[pypy-svn] rev 1659 - pypy/trunk/doc/funding

pedronis at codespeak.net pedronis at codespeak.net
Fri Oct 10 13:40:56 CEST 2003

Author: pedronis
Date: Fri Oct 10 13:40:56 2003
New Revision: 1659

extracted unused longer text for objectives.

Added: pypy/trunk/doc/funding/long_old_objectives.txt
--- (empty file)
+++ pypy/trunk/doc/funding/long_old_objectives.txt	Fri Oct 10 13:40:56 2003
@@ -0,0 +1,317 @@
+Interpretation is a common implementation technique for a wide range of
+programming languages whose primary objective is not efficiency.

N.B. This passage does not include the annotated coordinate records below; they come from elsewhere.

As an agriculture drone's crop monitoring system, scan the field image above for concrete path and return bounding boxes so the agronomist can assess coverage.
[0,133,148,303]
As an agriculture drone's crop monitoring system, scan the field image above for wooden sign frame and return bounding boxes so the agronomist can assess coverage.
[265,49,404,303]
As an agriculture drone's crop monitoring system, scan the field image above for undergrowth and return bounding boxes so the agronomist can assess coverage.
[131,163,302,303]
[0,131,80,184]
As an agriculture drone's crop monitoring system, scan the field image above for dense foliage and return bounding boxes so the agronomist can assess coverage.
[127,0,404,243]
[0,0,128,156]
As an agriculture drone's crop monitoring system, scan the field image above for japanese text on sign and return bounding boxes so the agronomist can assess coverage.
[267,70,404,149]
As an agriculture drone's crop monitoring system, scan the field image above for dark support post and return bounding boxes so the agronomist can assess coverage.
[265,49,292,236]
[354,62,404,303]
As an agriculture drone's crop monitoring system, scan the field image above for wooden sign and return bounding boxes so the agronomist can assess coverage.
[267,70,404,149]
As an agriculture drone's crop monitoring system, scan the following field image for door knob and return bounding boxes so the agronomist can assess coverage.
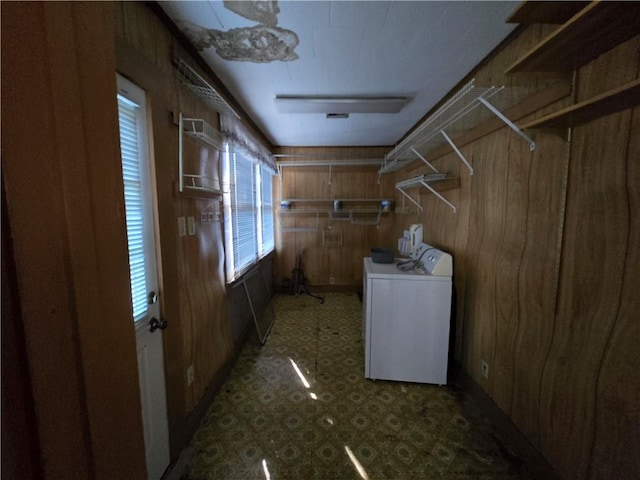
[149,317,167,332]
[147,292,158,305]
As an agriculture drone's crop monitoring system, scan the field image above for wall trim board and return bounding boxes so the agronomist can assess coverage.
[403,81,573,171]
[116,38,164,95]
[451,362,560,480]
[168,324,253,460]
[145,2,274,150]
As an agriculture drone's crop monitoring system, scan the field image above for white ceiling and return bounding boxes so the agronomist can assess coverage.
[160,0,517,146]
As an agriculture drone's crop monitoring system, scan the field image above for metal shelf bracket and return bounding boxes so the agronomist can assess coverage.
[396,174,456,213]
[478,98,536,152]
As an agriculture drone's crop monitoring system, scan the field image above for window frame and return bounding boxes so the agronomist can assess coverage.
[223,142,275,284]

+Interpreters are well-suited for small-to-medium languages, favouring a
+simple and clear engine. XXX aren't there "large" interpreted languages? 
+XXX what is a large language? example?
+XXX armin et.al..: isn't the key in the following para that today's language design is 
+"monolithic" and not configurable, i.e. all bigger programming languages are not 
+designed in a modular way and thus give the user no choice which components/aspects 
+they want to use for their target application?  But that today's applications
+are to be developed for an increasing variety of devices and environments (Big-Iron, cars, 
+watches, mobile phones, banks, whatever).  What about a security-goal btw? 

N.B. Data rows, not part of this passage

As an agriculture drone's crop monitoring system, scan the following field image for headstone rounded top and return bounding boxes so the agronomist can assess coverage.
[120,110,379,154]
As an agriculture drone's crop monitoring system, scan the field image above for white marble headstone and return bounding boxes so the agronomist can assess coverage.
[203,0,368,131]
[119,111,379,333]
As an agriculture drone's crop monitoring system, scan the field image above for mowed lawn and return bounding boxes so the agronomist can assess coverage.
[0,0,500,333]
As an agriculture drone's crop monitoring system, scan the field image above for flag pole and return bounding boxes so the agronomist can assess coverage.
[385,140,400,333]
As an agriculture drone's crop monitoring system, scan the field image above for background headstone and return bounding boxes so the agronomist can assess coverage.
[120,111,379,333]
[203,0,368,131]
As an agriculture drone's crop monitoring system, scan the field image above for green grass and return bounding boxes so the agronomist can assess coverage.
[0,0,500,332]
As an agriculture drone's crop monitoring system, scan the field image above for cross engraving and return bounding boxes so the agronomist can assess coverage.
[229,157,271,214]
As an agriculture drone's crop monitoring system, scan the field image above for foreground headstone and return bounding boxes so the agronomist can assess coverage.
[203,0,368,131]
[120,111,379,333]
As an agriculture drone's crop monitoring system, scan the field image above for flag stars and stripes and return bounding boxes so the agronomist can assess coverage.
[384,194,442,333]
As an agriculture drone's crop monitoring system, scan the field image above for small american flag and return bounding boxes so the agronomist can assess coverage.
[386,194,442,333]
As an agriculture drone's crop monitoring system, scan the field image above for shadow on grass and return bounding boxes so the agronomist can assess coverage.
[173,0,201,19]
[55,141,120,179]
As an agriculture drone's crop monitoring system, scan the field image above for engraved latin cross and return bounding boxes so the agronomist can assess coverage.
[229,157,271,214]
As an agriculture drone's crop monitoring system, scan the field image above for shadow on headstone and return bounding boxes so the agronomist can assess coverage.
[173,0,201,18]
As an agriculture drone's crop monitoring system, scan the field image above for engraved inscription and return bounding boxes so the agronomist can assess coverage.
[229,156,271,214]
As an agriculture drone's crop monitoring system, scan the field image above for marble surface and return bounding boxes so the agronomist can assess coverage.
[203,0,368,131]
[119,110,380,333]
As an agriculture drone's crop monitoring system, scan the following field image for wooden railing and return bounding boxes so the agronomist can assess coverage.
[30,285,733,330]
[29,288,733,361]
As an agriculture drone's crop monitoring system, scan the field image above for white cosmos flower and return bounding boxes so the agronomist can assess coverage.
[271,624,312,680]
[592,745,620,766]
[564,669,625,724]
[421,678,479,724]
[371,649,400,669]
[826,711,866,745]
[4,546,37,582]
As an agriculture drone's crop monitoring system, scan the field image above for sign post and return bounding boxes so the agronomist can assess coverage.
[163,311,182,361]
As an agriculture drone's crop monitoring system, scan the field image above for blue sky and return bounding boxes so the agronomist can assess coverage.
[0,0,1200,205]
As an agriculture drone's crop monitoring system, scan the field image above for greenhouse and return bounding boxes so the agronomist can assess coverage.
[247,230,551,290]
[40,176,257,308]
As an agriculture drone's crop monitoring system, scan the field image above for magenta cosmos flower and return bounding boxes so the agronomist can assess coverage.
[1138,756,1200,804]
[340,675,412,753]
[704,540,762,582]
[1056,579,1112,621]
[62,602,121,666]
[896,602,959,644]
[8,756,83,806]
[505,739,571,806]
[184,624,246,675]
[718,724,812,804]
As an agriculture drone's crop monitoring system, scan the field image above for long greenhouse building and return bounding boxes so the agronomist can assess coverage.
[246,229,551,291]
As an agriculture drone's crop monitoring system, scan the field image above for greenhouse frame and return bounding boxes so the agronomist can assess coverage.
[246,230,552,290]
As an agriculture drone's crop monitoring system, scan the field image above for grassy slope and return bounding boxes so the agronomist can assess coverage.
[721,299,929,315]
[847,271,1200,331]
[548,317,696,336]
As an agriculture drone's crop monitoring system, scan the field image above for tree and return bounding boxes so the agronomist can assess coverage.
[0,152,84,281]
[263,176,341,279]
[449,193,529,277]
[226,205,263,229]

+XXX nico: modularity in langage is a very interesting feature. see below.
+As a language becomes popular, however, the costs inherent to this
+approach are increasingly pointed out. These costs are twofold. Firstly,
+no matter how much effort is made to optimize the core components, the
+remaining interpretative overhead is large, both in term of processor
+cycles and memory consumption. Secondly, interpreters are notoriously
+difficult to factor into relatively independent components, which makes
+structural changes to a large interpreter cumbersome. While the
+efficiency costs are well-known, the costs inherent to the lack
+flexibility [LHJ95]_ [H98]_ are often underestimated by the community of language
+users. In practice, what often occurs for newly popular languages is
+that the user base creates pressure about the efficiency issue and
+motivates a group of developers to write a native Just In Time (JIT)
+compiler, adding a significant amount of code and complexity and further
+impairing the flexibility. [S03]_
+The Flexibility Goal
+The flexibility problem is pernicious. It affects almost all aspects of
+the language implementation:
+* user pressure tends to shape interpreters towards performance at the
+  expense of other aspects, like small footprints and code simplicity.

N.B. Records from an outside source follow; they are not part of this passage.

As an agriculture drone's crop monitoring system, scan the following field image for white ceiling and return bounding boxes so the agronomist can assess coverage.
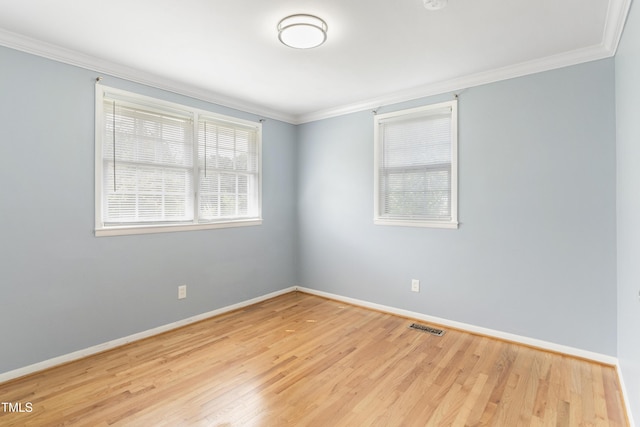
[0,0,631,123]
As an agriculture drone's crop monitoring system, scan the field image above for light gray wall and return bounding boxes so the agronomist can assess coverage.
[0,48,296,372]
[615,3,640,422]
[298,59,616,355]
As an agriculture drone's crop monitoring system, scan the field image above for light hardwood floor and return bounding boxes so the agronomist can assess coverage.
[0,292,628,427]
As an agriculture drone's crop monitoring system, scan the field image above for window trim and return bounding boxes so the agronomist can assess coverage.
[94,82,263,237]
[373,100,459,229]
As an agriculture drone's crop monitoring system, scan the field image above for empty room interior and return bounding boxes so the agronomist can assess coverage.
[0,0,640,426]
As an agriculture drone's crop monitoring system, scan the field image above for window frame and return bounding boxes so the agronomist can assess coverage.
[94,83,263,237]
[373,100,459,229]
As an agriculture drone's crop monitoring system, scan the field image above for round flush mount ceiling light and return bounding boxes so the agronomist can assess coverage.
[278,14,328,49]
[423,0,448,10]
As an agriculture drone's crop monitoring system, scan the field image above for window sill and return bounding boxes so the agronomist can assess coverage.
[95,218,262,237]
[373,218,458,229]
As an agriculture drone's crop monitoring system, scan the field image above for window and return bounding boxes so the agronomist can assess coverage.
[96,84,261,236]
[374,101,458,228]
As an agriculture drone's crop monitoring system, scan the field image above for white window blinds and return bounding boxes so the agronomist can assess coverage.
[375,103,457,229]
[103,99,193,224]
[198,119,259,221]
[96,87,261,235]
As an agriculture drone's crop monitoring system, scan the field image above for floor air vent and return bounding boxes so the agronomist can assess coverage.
[409,323,444,337]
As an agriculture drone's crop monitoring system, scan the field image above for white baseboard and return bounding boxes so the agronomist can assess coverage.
[616,363,635,427]
[296,286,618,366]
[0,286,635,427]
[0,286,297,383]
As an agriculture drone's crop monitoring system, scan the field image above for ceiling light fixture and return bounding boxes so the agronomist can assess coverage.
[278,14,328,49]
[423,0,449,10]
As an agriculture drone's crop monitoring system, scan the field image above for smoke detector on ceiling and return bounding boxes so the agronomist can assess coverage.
[423,0,449,10]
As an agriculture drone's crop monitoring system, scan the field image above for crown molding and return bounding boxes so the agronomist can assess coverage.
[0,29,296,123]
[0,0,632,125]
[295,0,632,124]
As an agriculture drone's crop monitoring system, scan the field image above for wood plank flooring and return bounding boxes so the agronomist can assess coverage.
[0,292,628,427]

+* there are a lot of other trade-offs; experimenting with different
+  solutions can be close to impossible for aspects that affect the
+  interpreter globally. These aspects are usually frozen in early design
+  decisions (memory management, object model, multithreading,...).
+* optimisation drives the interpreter code base, an error-prone and
+  scope-limiting process. It is impossible to reuse the code base for
+  implementation on new, non-C platforms; you need to start from scratch.
+Moreover, conflicting with performance and manageable complexity, there
+is a large number of aspects and features that users would like to see
+integrated in the interpreter (or would even do so themselves, if it
+were possible at all). These features are well-established as middleware
+tools that can be accessed from common languages, but would benefit a
+lot from direct support from the language implementation -- which they
+generally only have in a couple of experimental languages. Some
+* distributed execution (SMP or Networked)
+* persistency
+* FIXME list our application-level goals here
+* XXX nico: could talk about security, logic programming, aspect-oriented programming, etc.
+The first major goal of the PyPy project is to produce an interpreter
+with flexibility in mind, and put this flexibility to good use. More
+specifically, our objectives are:
+1. to create a implementation of the Python language in Python.
+2. to implement a subset of the above-mentioned features (FIXME which
+   ones?) as an immediately useful proof-of-concept.
+3. to allow third-parties to implement any other interpreter-level feature
+   more easily than they would in a traditional interpreter.
+The main building piece behind the proposed flexibility is -- besides
+using a high-level language in the first place -- the concept of Object
+Space, which captures at the level of the interpreter the semantics of
+individual operations between objects. The interpreter's main dispatch
+loop handles control flow and supporting data structures (frame stack,
+bytecode objects...); each individual operation is dispatched to the
+object space. Object spaces are pluggable, which means that we can very
+easily replace an object space implementing the normal Python semantics
+with another one doing different things, like accessing remote objects
+over a network, keeping logs, measuring performance or doing persistence
+-- all things that are better implemented in the interpreter itself, so
+that they can be fully transparent to the user of the language.
+More theoretically, replacing an object space with another one
+performing abstract operations turns our interpreter into an abstract
+interpreter at no effort. Such a use will be shown below.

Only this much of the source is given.